Wittgenstein famously said that philosophy leaves the world as it is. Winch takes his ideas into regions that have strong moral and political implications.

==Works==

=== Books ===
Authored
- The Idea of a Social Science and its Relation to Philosophy, London 1958.
  - 2nd edition, with new preface, London 1990.
- Ethics And Action, London 1972.
- Trying to Make Sense, Oxford 1987.
- Simone Weil, the Just Balance, Cambridge 1989.
- Spinoza on ethics and understanding, London 2020. ISBN 9781785275432.

Translated/edited
- Culture and Value, Ludwig Wittgenstein (1980, revised edition 1998). Both editions translated by Peter Winch.
- Studies in the Philosophy of Wittgenstein (1969). Edited, with an introductory essay, by Peter Winch.

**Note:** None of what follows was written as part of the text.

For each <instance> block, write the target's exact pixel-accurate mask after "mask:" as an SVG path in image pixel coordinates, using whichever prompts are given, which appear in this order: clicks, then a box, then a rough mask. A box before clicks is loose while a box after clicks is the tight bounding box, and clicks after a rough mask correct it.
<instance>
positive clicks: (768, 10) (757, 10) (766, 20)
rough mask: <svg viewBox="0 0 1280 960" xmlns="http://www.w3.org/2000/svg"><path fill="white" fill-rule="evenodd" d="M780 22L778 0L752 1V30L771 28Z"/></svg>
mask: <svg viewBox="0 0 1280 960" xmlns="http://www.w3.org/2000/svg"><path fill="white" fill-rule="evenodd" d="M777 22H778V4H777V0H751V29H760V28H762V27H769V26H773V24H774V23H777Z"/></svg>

=== Select articles and book chapters ===
- "Understanding a primitive society" 1964, American Philosophical Quarterly I, pp.307–324, reprinted in Phillips, D. Z. (1967). "Religion and understanding"
- "Ceasing to Exist" Proceedings of the British Academy 68, 1982 (1983)
- "Certainty and Authority". Wittgenstein centenary essays. Royal Institute of Philosophy Supplement. 28: 223–237.(1991)
- "Persuasion". The Wittgenstein Legacy, Midwest Studies in Philosophy. 17: 123–137. (1992)
- “Discussion of Malcolm’s Essay”. In Malcolm, N. Wittgenstein: a Religious Point of View, ed. Peter Winch. Ithaca, NY: Cornell University Press, 1994, pp. 95–135.